Hojaldre y salsicha

En realidad, la bibliografía científica contenía, en 1971, un pequeño dibujo de la inimaginable bestia que Ruelle y Takens intentaban vivificar. Edward Lorenz había adjuntado a su artículo de 1963 sobre el caos la representación de dos curvas a la derecha, y una dentro de otra, y cinco a la izquierda. La obtención de las siete había necesitado de quinientos cálculos continuos en el ordenador. Un punto, que se movía según aquella trayectoria en el espacio de fases, alrededor de las curvas, ilustraba la lenta rotación caótica de un fluido, tal como lo simulaban las tres ecuaciones de Lorenz referentes a la convección. Como el sistema contaba con tres variables independientes, aquel atractor se hallaba en un espacio tridimensional de fases. Aunque sólo había dibujado un fragmento de él, Lorenz vio más de lo que había dibujado: una especie de espiral doble, como las alas de una mariposa entretejidas con destreza infinita. Cuando el calor creciente de su sistema impelía el fluido en una dirección, la trayectoria permanecía en el ala derecha; cuando el movimiento de rotación se paraba y cambiaba de sentido, la trayectoria se trasladaba a la otra ala.

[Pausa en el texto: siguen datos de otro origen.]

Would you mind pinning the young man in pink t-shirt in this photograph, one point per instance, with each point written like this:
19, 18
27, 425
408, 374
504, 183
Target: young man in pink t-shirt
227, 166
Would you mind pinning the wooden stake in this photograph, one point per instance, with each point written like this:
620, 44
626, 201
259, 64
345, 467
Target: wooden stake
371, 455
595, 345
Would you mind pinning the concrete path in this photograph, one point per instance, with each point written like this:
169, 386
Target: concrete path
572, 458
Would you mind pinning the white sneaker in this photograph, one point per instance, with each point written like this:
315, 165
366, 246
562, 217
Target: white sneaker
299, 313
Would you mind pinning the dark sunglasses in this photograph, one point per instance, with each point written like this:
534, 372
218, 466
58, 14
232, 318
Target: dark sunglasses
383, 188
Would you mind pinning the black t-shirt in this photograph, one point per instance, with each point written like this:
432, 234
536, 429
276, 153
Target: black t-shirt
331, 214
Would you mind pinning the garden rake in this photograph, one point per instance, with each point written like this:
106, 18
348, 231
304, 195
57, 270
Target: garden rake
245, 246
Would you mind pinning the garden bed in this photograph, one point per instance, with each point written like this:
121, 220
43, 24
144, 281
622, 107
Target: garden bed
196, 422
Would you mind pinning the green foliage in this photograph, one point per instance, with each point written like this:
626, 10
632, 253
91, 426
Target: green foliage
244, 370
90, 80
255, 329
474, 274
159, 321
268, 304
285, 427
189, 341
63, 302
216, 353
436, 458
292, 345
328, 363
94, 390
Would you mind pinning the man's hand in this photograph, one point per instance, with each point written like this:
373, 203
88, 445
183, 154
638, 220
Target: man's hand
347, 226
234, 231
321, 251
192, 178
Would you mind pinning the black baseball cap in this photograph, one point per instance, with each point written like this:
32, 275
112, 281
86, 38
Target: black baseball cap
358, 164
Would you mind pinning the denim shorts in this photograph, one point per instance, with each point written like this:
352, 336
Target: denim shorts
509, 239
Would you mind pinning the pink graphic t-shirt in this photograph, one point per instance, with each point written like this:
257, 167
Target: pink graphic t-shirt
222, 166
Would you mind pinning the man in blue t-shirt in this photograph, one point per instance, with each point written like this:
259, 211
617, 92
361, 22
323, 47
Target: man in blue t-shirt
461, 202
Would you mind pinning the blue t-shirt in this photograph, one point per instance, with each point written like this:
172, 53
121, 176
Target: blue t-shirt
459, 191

El atractor era estable, de pocas dimensiones y no periódico. Nunca se cortaba a sí mismo, porque, si lo hacía, volviendo a un sitio en que ya había estado, el movimiento se hubiera repetido en adelante en una curva periódica. Aquello nunca ocurrió; era lo singular, lo precioso, del atractor. Sus lazos y espirales eran infinitamente hondos; jamás se juntaban y jamás se intersecaban. Sin embargo, permanecían dentro de un espacio finito, confinados en una casilla. ¿Cómo acontecía aquello? ¿Cómo cabían en un espacio finito innumerables, infinitas, trayectorias?

EL PRIMER ATRACTOR EXTRAÑO. En 1963, Edward Lorenz logró computar sólo unos pocos ramales iniciales del atractor, en su sistema sencillo de ecuaciones. No obstante, comprendió que el entrelazamiento de las dos alas espirales debía de tener una estructura extraordinaria a escalas invisibles.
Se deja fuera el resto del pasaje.